The AMA resolution states that “physicians have a duty to promote human well-being without discrimination, including advocating for the broad protection of civil liberties among patients” and that “legal criteria for which persons may be deemed incompetent to vote often focus on membership in a class based on illness (such as all persons under guardianship) rather than an assessment of a person's functional ability to vote.”

The resolution also states that “the move to individualized, functional determinations of the capacity to vote parallels similar advances in assessing capacity to consent to research or treatment or to complete an advance directive.”

In 2007, the American Bar Association (ABA) approved its own policy urging “federal, state, local, and territorial governments to ensure that no governmental entity exclude any otherwise qualified person from voting on the basis of medical diagnosis, disability status, or type of residence.”
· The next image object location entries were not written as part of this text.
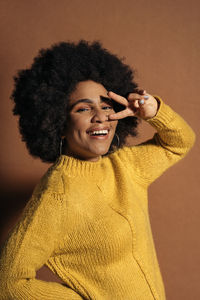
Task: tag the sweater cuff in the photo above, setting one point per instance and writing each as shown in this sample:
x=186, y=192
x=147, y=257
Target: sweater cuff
x=163, y=116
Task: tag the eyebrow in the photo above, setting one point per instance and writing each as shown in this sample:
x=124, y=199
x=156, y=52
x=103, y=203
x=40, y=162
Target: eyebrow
x=90, y=101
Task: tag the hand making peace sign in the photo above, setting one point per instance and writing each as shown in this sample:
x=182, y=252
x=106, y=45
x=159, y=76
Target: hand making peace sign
x=139, y=104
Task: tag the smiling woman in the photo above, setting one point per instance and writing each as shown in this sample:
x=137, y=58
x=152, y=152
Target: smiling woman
x=87, y=220
x=89, y=132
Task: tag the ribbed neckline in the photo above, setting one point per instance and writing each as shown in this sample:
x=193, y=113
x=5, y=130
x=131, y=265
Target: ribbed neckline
x=75, y=167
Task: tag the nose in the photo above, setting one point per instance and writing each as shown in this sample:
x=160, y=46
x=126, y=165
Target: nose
x=100, y=116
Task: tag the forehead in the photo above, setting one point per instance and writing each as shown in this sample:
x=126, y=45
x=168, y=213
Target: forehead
x=88, y=90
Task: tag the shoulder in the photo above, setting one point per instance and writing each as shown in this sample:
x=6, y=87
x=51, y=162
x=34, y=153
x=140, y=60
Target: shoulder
x=51, y=182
The ABA policy also noted, “State constitutions and statutes that permit exclusion of a person from voting on the basis of mental incapacity, including guardianship and election laws, should explicitly state that the right to vote is retained, except by court order where the following criteria must be met: the exclusion is based on a determination by a court of competent jurisdiction; appropriate due process protections have been afforded; the court finds that the person cannot communicate, with or without accommodations, a specific desire to participate in the voting process; and the findings are established by clear and convincing evidence.”

In 2001, a federal court decision in Maine, Doe v. Rowe, established a functional standard for capacity to vote. The decision stated that “persons are considered incompetent to vote only if they lack the capacity to understand the nature and effect of voting such that they cannot make an individual choice.”

Using what has since become known as the “Doe Standard,” past APA President Paul Appelbaum, M.D., developed an instrument known as the Competency Assessment Tool for Voting (CAT-V). In a report published in the May 2009 Psychiatric Services, Appelbaum wrote that the instrument was an “easy and efficient method of determining voting capacity according to the Doe Standard” in 52 community-dwelling people with mental illness.

Performance on the test was high, with 92 percent scoring a 5 or 6 out of 6 possible points, and performance did not correlate with cognition, verbal IQ, or symptom severity.

Appelbaum, whose work was cited in the AMA resolution, called the resolution a “strong endorsement of the right of persons with mental illnesses to vote, unless specifically found incompetent to do so.”

“To this day, some states retain archaic restrictions on voting by people with mental illnesses, including those under guardianship, patients who have been hospitalized, and other groups—without regard to their actual abilities to vote,” Appelbaum told Psychiatric News. “Our research suggested that even most people with serious mental illnesses can meet reasonable standards for capacity to vote, and other work has shown that hospitalized patients display the same voting patterns as are found in the communities from which they came.

“The AMA resolution puts the AMA behind efforts to reduce the disenfranchisement of people with mental illnesses, and hence is a very positive step.”